Nearly all Americans – 91% – own cell phones, and they’re using their mobile devices to do a lot more than make phone calls, according to results of a survey carried out by the Pew Internet & American Life Project. At 81%, sending and receiving text messages was among the most popular cell phone activities, followed by accessing the Internet (60%) and sending or receiving email (52%).
According to a press release, Pew project researchers also found that:
- 50% download apps, up from 22% in 2009
- 49% get directions, recommendations, or other location-based information
- 48% listen to music
- 21% participate in a video call or video chat, triple the number since May 2011
- 8% “check in” or share their location
Younger adults ages 18-29, those with college educations, the more affluent, and urban and suburban residents are especially likely to use their cell phones in a variety of ways, according to the Pew Center research team.

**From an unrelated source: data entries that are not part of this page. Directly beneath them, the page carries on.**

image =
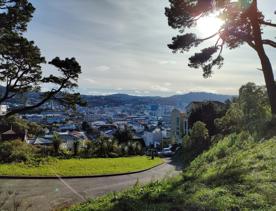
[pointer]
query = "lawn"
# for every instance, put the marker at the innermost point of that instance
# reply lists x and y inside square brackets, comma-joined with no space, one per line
[238,173]
[80,167]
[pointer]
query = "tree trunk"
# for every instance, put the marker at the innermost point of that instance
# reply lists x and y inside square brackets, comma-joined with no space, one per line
[269,80]
[266,65]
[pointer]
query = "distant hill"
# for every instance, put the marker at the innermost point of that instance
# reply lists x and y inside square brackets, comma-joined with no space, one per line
[123,99]
[181,100]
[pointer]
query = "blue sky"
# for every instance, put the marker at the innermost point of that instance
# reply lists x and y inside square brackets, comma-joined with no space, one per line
[122,48]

Ninety-seven percent of younger U.S. adults and 94% of those 30-49 use their cell phones to send and receive text messages, according to survey results. That dropped to 75% among those 50-64 and 35% for those over 65.
Eighty-six percent and 85% of cell phone owners with at least a college degree or some college, respectively, use their cell phones to do more than make phone calls as compared to 77% of high school grads and 71% of those with no high school diploma, Pew project researchers found.
Breaking out responses according to household income, 88% of those earning between $50,000 and $75,000 or more annually engage in multiple activities with their cell phones. That compares to 80% for households with incomes between $30,000 and $49,999, and to 78% of those earning less than $30,000 per year.
Researchers also found that 82% of both urban and suburban residents use their cell phones for multiple purposes. That compares with 76% of rural residents.
Pew Internet & American Life researchers surveyed nearly 2,100 U.S. cell phone owners between April 17-May 19, 2013 in gathering data for the project’s Spring Tracking Survey.